Let $V=M_2(\mathbb R )$ with $ \left\langle A,B \right\rangle =\operatorname{tr}(B^tA)$. Define $$ T\begin{pmatrix}a& b\\c& d\end{pmatrix}=\begin{pmatrix}3d& 2c\\-b& 4a\end{pmatrix}. $$ Find $T^\ast$.

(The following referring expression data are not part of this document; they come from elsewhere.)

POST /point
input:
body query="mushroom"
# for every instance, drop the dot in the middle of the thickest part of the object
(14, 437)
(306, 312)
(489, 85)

My attempt: Using the usual isomorphism $[-]_\beta:M_2(\mathbb R)\cong \mathbb R^4$ defined by $\begin{pmatrix}a& b\\c& d\end{pmatrix}\mapsto (a,b,c,d)^t$, let $[T]_\beta$ be the representing matrix of $T$ w.r.t the standard basis $\beta$. Let $G$ be the Gramian. Then
$$ \left\langle TA,B \right\rangle = \left\langle G[TA]_\beta,G[B]_\beta \right\rangle_\mathbb{R^4}=\left\langle G[T]_\beta[A]_\beta,G[B]_\beta \right\rangle_\mathbb{R^4}=\left\langle G[A]_\beta,G[T]_\beta^t[B]_\beta \right\rangle_\mathbb{R^4}$$ Let $T^\ast$ be the operator with $[T^\ast ]_\beta=[T]_\beta ^t$. Then $$\left\langle G[A]_\beta,G[T]_\beta^t[B]_\beta \right\rangle_\mathbb{R^4}=\left\langle G[A]_\beta,G[T^\ast]_\beta[B]_\beta \right\rangle_\mathbb{R^4}=\left\langle G[A]_\beta,G[T^\ast B]_\beta \right\rangle_\mathbb{R^4}=\left\langle A,T^\ast B \right\rangle.$$ So if I understand correctly, all I need to do is find $[T]_\beta^t$ and I'm done. Is this correct?
Yes but note that since you were asked to find the operator $T^{*}$ and not its matrix representation, you need to go back and write the formula for $T^{*}$ similarly to how the formula for $T$ was given to you.